Sarcomas more likely to be found in the lymph nodes - mnemonic RACE For MS:[12]
- Rhabdomyosarcoma
- Angiosarcoma.
- Clear cell sarcoma.
- Epitheliod sarcoma.
- Fibrosarcoma.
- Malignant fibrous histiocytoma (pleomorphic undifferentiated sarcoma.
- Synovial cell sarcoma.
DDx by history/site
Retroperiteum
Note: Synovial sarcoma and fibrosarcoma are very rare in the retroperitoneum.
Young person - extremity sarcoma
Gross characteristics
- Usually non-specific.
- Most sarcomas have a pushing border.
- If there is an infiltrative border think: (1) fibromatosis, (2) carcinoma.
Adipocytic tumours
This category includes:
- Lipoma.
- Liposarcoma.
- Hibernoma.
Smooth muscle tumours
IHC markers: desmin, SMA, H-caldemsin (most specific).
Leiomyosarcoma
Microscopic
Features (summary):
- Fasicular cellular spindle cell lesion with:
- Nuclear atypia.
- Necrosis.
- High mitotic rate.
Fibrohistiocytic tumours
Fibrohistiocytic refers (only) to the histomorphologic appearance and therefore may be written in quotation marks; these tumours are not derived from histiocytes (or tissue macrophages), as the name implies.[13]
Pleomorphic undifferentiated sarcoma
- Abbreviated PUS.
- AKA Undifferentiated pleomorphic sarcoma, abbreviated UPS.
- Previously known as malignant fibrous histiocytoma, abbreviated MFH.[14]
General
- Common sarcoma.
- Usually deep tissue of the trunk and extremities.

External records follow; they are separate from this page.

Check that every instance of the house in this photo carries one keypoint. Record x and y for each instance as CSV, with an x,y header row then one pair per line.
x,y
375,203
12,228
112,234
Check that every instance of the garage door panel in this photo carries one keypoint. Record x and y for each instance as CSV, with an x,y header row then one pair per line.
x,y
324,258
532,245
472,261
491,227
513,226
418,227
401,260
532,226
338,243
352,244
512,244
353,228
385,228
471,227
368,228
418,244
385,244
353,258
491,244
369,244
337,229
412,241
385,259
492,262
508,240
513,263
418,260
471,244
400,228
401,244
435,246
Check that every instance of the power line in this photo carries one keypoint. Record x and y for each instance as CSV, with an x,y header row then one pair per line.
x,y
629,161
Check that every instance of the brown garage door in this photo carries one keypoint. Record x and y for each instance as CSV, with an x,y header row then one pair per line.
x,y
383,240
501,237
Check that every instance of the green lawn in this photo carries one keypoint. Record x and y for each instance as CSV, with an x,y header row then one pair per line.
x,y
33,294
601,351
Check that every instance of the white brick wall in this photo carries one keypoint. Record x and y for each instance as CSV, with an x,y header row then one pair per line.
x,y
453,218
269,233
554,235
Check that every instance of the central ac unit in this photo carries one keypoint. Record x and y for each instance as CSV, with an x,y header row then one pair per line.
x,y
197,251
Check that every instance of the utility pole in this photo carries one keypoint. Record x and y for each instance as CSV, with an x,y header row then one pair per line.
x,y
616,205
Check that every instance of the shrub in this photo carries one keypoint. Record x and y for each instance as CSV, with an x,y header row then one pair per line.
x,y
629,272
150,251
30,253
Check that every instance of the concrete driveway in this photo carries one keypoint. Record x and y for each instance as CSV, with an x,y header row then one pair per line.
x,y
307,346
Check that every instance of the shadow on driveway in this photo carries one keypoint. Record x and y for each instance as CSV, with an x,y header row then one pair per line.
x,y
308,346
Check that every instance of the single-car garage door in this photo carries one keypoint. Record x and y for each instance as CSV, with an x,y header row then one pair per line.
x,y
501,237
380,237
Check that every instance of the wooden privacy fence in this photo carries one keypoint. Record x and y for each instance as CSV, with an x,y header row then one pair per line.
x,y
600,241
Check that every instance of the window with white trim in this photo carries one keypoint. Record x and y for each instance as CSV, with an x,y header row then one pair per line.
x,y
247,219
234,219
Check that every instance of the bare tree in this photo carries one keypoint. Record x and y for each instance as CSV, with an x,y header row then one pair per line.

- A diagnosis of exclusion[15] / wastebasket for unclassifiable high grade sarcomas.
Microscopic
Features:[16]
- Storiform pattern (AKA patternless pattern) - key feature.
- Marked nuclear pleomorphism key feature.
- Variation is nuclear size, nuclear shape and nuclear staining (esp. hyperchromasia).
- Mitoses - abundant; atypical mitoses common.
- Necrosis (common).
- Mix of spindle cells and epithelioid cells.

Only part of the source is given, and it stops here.